Unafraid of California's not-for-profit hospital sales law, Tenet Healthcare Corp. is in talks with Queen of Angels/Hollywood Presbyterian Medical Center in Los Angeles to beef up its presence in Southern California.
The law, passed last year, gives California's attorney general greater authority to review and approve deals between not-for-profit sellers and for-profit buyers (Oct. 7, 1996, p. 18). The law already has been credited with scrapping one deal and significantly altering another.
"We're reviewing our options, whether we're looking at being a stand-alone, merging or being bought out by somebody," said Sy Graff, chief executive and president of 410-bed Queen of Angels/Hollywood Presbyterian.
He added that discussions began with OrNda HealthCorp and have been assumed by Santa Barbara, Calif.-based Tenet after it bought OrNda in January.
Both Graff and Tenet spokeswoman Diana Takvam cautioned that talks are preliminary and that no consensus has been reached on the type of alliance that may be implemented.
"It's all part and parcel with our integrated system strategy," Takvam said of the talks.
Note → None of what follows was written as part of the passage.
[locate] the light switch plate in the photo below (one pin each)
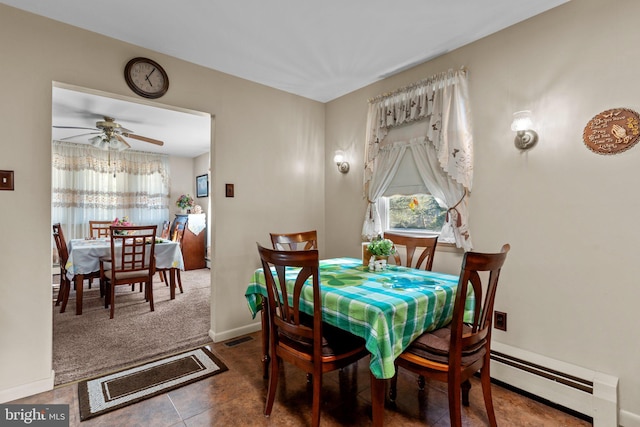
(228, 190)
(6, 180)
She added that Tenet is also in discussions with other area hospitals, but she wouldn't disclose names.
Once separate campuses, Queen of Angels and Hollywood Presbyterian merged in January 1989, shutting down the 404-bed Queen of Angels campus. Both were struggling financially with a daily census below 50%.
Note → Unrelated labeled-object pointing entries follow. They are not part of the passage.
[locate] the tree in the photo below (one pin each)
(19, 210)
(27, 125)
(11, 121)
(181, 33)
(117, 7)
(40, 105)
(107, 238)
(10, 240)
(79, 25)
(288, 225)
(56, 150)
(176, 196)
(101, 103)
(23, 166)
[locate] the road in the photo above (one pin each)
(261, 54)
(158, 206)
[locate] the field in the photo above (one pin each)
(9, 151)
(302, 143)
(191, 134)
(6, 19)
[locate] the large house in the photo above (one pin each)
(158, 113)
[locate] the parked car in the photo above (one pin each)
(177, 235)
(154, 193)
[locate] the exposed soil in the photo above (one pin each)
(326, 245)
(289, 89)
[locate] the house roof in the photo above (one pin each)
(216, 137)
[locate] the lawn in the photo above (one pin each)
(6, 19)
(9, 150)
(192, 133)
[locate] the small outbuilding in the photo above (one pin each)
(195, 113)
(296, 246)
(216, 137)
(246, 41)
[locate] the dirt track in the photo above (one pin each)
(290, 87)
Industry observers say Queen of Angels/Hollywood Presbyterian is under pressure because of its large load of Medicaid and indigent patients-about 50% of its total-and lack of a large medical group and network affiliations.
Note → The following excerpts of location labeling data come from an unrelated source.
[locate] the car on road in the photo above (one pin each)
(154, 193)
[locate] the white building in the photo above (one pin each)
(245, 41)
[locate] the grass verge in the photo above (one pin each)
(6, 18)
"They have a declining payer base, and as a freestanding hospital it's becoming harder and harder for them to have access to contracts," said Steve Valentine, president of Camden Group, a Torrance, Calif.-based consulting firm. Valentine worked on the original merger of Queen of Angels and Hollywood Presbyterian.
While daily census is much improved from the 1980s and stands at 75%, it has declined from about 80% a year ago.
"We have been experiencing greater competition and have concerns about what is going to happen when Medi-Cal (state Medicaid) patients start moving into managed-care programs later this year, and have a greater choice of providers. Our census is going to get very volatile," he said.
Graff also has expressed concerns about the future of the hospital's 100,000-square-foot north building, which houses the emergency room. Constructed in 1924, it was heavily damaged in the 1994 Northridge earthquake. The hospital is still in negotiations with the Federal Emergency Management Agency over receiving repair funds.
Graff said it would cost up to $20 million to restore the building to the satisfaction of state hospital regulators.
"Do we agree on how it's rebuilt, or does Tenet have a different view? That's a factor in our discussions," Graff said.